In the Viking energy planning application addendum, the bean-counting element of Viking Energy has deemed that a development size of 457 megawatts (MW) is large enough to be economically viable. This would suggest Viking Energy has reached a compromise on the balance between “how big for profit” and “how big is acceptable” in its eyes. The next part of a windfarm turbine selection process should surely go out to the market and find the turbine that can deliver this power most effectively. Viking Energy seems determined to deliver the project using Siemens SWT 3.6MW turbines, of which they will require 127.
However, German turbine manufacturer Enercon currently offers its Enercon E-126 turbine at 7.5MW per turbine, more than double the power output of the Siemens unit. Enercon has earlier this year installed an in-land windfarm of 11 E-126 units at Estinnes in Belgium, with more units earmarked for a large onshore development in Markbygden in Sweden. Part of the E-126’s selling point is the storm control function which allows the turbine to keep producing energy up to wind speeds of 34m/s (force 11+) when the Siemens unit has shut down at 25m/s (force 9/10).
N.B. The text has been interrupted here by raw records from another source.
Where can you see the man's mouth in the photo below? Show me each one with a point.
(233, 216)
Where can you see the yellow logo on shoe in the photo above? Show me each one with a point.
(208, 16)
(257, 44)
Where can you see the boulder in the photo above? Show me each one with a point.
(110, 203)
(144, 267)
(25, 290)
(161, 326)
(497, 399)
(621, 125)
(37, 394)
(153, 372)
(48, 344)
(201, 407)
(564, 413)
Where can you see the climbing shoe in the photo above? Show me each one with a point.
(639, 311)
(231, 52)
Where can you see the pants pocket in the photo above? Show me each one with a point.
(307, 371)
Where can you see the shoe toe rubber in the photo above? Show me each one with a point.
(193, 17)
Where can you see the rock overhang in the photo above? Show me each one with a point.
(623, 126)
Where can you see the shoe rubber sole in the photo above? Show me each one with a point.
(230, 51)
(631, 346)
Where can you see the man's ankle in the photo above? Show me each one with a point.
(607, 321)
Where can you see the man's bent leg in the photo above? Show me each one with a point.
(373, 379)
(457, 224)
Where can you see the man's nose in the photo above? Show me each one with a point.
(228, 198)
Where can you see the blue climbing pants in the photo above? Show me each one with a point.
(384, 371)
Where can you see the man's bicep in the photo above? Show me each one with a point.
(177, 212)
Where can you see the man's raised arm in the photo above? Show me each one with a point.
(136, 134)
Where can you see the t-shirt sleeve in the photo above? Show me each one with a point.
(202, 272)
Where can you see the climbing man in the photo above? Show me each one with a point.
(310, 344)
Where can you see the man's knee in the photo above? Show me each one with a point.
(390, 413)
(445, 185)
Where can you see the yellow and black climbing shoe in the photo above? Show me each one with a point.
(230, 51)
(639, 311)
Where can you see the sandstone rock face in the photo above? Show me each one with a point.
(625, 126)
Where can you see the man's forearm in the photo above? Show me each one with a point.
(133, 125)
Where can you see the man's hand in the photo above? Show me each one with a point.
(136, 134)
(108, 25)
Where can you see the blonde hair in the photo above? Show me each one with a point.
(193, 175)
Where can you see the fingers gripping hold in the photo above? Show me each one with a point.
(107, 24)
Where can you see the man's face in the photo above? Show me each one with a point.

The Enercon turbine is 35 per cent physically larger than the Siemens unit, but its use would allow the Viking Energy project to be reduced to 61 turbines. I’m sure that all involved, supporters and objectors, would agree that there is a world of difference in the impact of a 61 turbine development over a 127 turbine development. The advantages of the Enercon based development are as follows:
• Fewer turbines lead to less new roads and ground works resulting in less disruption to the habitat/ecology of Central Mainland;
• Fewer turbines would also give the potential for the project to be erected more quickly, leading to faster carbon and financial payback times;
• Fewer turbines make it easier for the developer to maintain maximal distance between settlements and the project boundaries and reduce the overall visual impact of the project;
• Fewer turbines mean the extensive work carried out into bird flight paths and habitats can be treated with more sensitivity in overall windfarm layout;
• Fewer turbines will potentially reduce the amount of shipping and road transportation required to build the windfarm.
There may be many more advantages and no doubt some drawbacks of using larger units, but I am at a loss as to why Viking Energy has restricted itself to the smaller turbine with the current application. For those who worry that Viking would just erect 127 of the 7.5MW turbines, the self-stated fundamental windfarm size of 457MW must be considered the maximum trade off on what the Central Mainland can hold and the size which Viking deems viable. As Gandhi once said: “All compromise is based on give and take, but there can be no give and take on fundamentals.”
In engineering, particularly where environmental considerations are being made, much is made of the term “Best Available Technology”. In my eyes, the Viking Energy proposal falls down as it fails to make use of the “Best Available Technology” currently out there.